NC WARN, a climate change group that has fought Duke Energy and other large utilities for years, installed solar panels on the roof of a Greensboro church in 2015 and let the church pay for the system by charging a cut rate for power. Duke, the North Carolina Utilities Commission and the state Court of Appeals have all said it was an illegal sale of electricity, that NC WARN was essentially trying to become its own utility.

“This is not an altruistic thing,” Duke attorney Dwight Allen told Supreme Court justices Tuesday. “It’s almost exploitive.”

The environmental group pushed the case to the state Supreme Court, where NC WARN’s attorney argued that the group isn’t selling electricity, and even if it is, it’s not selling to “the public,” a potentially important distinction in state utility law.

One church, attorney Matthew Quinn said, isn’t the public.

“To say it’s just one, well, what about the next one?” Justice Paul Newby responded.

Duke was joined in this case by the Utilities Commission’s Public Staff, a state entity that represents customers and is tasked with pushing back against Duke rate increases on behalf of the public. If NC WARN’s deal with Faith Community Church stands, attorney Robert Josey said, the precedent would allow others to “cherry pick” customers, signing them to solar deals and leading to rate increases for remaining traditional customers, since the utility would have the same basic costs to serve fewer customers.

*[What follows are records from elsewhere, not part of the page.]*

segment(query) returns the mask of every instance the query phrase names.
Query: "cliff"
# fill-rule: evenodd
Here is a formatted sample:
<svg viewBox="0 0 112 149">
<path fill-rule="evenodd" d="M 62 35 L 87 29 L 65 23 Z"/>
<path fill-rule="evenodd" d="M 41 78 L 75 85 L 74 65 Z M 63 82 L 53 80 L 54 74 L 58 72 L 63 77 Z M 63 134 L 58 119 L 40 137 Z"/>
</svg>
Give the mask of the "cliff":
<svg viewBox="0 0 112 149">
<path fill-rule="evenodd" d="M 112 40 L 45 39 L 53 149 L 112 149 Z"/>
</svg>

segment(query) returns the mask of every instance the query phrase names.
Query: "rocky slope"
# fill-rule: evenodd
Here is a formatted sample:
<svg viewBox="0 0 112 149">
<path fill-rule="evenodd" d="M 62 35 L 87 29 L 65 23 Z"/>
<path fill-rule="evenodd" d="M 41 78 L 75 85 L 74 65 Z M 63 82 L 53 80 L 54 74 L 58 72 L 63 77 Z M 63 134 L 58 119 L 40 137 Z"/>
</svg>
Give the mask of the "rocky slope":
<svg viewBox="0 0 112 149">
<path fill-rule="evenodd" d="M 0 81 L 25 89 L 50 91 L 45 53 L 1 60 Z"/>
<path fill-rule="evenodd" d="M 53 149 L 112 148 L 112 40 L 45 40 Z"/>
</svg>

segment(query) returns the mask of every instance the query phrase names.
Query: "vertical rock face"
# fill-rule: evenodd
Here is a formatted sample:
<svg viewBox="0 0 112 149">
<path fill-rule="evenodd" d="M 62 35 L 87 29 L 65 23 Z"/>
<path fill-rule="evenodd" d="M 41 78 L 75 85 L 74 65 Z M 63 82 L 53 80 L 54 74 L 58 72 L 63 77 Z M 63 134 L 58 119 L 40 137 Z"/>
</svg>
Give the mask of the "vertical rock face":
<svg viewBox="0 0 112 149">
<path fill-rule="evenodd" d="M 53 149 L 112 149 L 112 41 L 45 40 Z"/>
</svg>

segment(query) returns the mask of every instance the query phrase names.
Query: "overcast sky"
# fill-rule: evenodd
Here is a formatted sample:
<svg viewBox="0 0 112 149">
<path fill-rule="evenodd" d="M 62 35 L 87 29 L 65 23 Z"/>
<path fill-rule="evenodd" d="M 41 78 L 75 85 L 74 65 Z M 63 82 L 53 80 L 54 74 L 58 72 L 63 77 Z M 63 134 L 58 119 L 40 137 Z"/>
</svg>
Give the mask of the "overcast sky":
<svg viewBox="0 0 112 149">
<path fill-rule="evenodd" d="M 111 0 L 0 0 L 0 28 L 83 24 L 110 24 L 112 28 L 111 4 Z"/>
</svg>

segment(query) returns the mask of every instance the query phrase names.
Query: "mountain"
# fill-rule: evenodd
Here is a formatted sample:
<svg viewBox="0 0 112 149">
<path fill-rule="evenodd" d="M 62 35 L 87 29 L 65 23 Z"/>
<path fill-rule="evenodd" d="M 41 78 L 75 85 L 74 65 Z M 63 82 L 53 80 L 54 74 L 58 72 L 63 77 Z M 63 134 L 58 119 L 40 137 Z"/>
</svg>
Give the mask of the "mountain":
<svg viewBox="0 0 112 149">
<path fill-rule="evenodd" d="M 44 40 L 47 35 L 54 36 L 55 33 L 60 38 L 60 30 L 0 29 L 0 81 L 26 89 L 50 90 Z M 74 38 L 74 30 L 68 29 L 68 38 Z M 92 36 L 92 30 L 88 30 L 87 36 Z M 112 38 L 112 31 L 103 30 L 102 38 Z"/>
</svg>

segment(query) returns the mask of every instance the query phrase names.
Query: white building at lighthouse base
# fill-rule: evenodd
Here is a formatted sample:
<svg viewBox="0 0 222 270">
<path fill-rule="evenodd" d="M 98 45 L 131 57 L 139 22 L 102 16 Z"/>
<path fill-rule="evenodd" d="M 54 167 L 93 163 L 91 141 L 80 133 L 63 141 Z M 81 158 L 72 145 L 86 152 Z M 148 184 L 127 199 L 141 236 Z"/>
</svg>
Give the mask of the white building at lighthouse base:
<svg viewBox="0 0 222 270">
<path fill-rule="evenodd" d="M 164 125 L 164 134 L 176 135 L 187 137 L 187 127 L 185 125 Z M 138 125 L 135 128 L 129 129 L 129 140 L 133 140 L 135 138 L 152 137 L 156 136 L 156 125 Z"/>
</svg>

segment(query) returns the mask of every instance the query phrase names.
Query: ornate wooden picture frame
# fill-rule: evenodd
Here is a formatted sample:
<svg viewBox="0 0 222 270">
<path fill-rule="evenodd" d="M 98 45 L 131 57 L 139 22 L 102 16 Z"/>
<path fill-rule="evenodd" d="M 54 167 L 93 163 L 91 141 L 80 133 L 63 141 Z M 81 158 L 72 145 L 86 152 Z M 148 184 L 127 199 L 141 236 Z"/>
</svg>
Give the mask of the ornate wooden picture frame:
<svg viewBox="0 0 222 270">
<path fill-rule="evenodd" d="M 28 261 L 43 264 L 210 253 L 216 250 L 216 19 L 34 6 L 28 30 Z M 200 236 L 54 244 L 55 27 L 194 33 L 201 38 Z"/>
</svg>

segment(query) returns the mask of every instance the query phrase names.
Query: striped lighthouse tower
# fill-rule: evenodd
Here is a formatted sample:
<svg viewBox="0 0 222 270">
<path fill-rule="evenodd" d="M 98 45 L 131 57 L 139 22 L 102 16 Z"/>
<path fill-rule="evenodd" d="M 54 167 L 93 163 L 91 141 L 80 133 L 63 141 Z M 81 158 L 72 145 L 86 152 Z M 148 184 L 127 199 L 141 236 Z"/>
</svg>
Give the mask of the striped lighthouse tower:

It was difficult to judge the court’s direction based on questions asked Tuesday, though justices repeatedly questioned the idea that NC WARN isn’t selling power. At one point, even Quinn referred to “the sale of power” as he tried to make a broader point. Justice Sam Ervin IV interrupted him.

“I’m not sure you meant to say that,” he said.

The Court of Appeals decision was 2-1 against NC WARN, with the dissenting judge arguing that a solar deal with a single customer wasn’t enough to qualify the group as a public utility under state law.

“Even if NC WARN is selling electricity, it’s not doing it to the public,” Quinn said Tuesday.

Duke and the Public Staff both argued that a win for NC WARN would carve out an unregulated sector of the state’s electricity market.

Quinn argued that the group’s agreement with the church is just a financing vehicle, already unregulated by state utility codes.

“Fundamentally, this is a case about overregulation,” Quinn said.